Parabellum, instead, just piles on the action, essentially force feeding you candy, which is delicious, but in no way nutritious or filling. And some people won’t mind that because they didn’t primarily come to a John Wick movie for storytelling or character work. But it’s without those necessary aspects, that the action then becomes diminished. The first act of Parabellum is undeniably the best part of the movie because is has the propulsive drive of Wick on the run. He has character motivation. But then the movie doesn’t really know what to do with him, so his actions then lose their weight. At one point in the movie, John Wick has a long, extraordinarily choreographed, two-on-one fight scene, and I began to get kind of bored because not only was it arriving about twenty minutes into a set piece, but because the stakes no longer mattered. It was action for the sake of action, and nothing seemed to really affect the film’s protagonist.

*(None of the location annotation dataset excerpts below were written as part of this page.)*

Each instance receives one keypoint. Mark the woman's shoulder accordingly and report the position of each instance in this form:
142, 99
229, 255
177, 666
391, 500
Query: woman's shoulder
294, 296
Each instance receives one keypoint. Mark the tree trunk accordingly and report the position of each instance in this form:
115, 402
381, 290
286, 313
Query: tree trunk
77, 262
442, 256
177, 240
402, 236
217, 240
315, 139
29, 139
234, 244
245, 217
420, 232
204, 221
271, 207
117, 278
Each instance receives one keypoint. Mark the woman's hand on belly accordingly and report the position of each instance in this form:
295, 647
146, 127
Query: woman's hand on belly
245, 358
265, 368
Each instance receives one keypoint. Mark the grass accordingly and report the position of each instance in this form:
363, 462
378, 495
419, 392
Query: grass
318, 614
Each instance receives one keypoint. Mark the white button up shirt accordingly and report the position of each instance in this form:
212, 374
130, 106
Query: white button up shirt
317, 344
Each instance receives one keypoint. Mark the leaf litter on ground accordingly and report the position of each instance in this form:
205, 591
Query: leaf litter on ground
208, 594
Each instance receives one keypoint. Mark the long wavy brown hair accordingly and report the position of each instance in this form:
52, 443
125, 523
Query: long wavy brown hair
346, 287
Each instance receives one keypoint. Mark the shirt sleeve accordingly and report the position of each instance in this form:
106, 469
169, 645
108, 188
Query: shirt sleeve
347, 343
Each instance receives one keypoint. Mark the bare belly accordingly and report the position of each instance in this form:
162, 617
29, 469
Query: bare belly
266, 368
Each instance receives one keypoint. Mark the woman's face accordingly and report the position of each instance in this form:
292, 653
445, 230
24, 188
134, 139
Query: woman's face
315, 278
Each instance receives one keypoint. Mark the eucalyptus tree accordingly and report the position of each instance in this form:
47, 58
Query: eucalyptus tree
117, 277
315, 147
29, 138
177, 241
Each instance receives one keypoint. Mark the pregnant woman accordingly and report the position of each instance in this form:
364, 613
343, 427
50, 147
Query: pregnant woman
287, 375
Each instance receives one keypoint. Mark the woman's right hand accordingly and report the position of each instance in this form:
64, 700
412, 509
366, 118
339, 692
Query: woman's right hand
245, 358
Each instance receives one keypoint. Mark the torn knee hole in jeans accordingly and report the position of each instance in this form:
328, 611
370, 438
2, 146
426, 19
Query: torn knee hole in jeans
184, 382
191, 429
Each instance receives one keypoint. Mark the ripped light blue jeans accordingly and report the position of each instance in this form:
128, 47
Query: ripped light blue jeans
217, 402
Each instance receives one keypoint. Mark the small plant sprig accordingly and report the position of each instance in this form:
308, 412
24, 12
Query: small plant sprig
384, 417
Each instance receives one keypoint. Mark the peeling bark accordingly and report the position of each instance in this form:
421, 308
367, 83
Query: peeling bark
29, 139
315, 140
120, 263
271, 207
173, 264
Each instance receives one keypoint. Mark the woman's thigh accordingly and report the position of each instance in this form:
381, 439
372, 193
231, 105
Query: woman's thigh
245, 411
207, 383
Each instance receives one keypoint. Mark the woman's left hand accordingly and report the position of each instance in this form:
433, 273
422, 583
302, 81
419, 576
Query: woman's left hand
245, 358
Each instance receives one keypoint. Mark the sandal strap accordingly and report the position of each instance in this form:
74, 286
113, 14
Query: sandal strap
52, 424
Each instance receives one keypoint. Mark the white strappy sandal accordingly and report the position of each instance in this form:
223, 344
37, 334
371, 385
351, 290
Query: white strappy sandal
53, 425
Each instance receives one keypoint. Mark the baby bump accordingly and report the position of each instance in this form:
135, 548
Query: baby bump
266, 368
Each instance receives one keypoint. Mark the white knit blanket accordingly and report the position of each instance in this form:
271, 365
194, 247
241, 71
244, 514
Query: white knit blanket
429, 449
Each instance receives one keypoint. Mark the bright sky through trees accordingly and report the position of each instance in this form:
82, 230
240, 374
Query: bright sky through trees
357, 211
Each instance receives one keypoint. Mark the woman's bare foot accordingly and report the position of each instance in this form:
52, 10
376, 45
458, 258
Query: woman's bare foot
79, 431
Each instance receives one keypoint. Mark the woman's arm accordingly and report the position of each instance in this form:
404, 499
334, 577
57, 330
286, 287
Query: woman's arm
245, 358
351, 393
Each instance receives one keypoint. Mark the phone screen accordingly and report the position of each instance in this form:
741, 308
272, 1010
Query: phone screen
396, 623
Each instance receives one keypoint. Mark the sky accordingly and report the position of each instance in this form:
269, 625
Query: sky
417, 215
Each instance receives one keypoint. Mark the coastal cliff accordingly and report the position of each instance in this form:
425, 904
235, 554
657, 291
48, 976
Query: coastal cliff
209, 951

But let’s be clear: we are lucky to have the John Wick films. These are masterpieces of action choreography, filmed with an eye for light and color unlike most other American films. The first forty-sixty minutes display that, and during that time I began to wonder if this might be the best John Wick film yet. Except as Parabellum progresses its hollowness pervades the plot and characters, yet the action, for the most part, is riveting and exhilarating. Keanu Reeves has aged into an actor of quiet gravitas and I want to care about him as John Wick, but Chapter 3 seems at a loss for what he wants and how his actions affect his character. At the end of John Wick: Chapter 3 – Parabellum, it feels like we’ve seen a lot of set pieces but very little change. There will be a few things that are different in the inevitable fourth installment, but right now the John Wick franchise feels a little stuck. It may be stuck in a place that’s able to deliver awe-inspiring action, but it’s also a place where the only thing that will change are the style of the executions, not the executioner.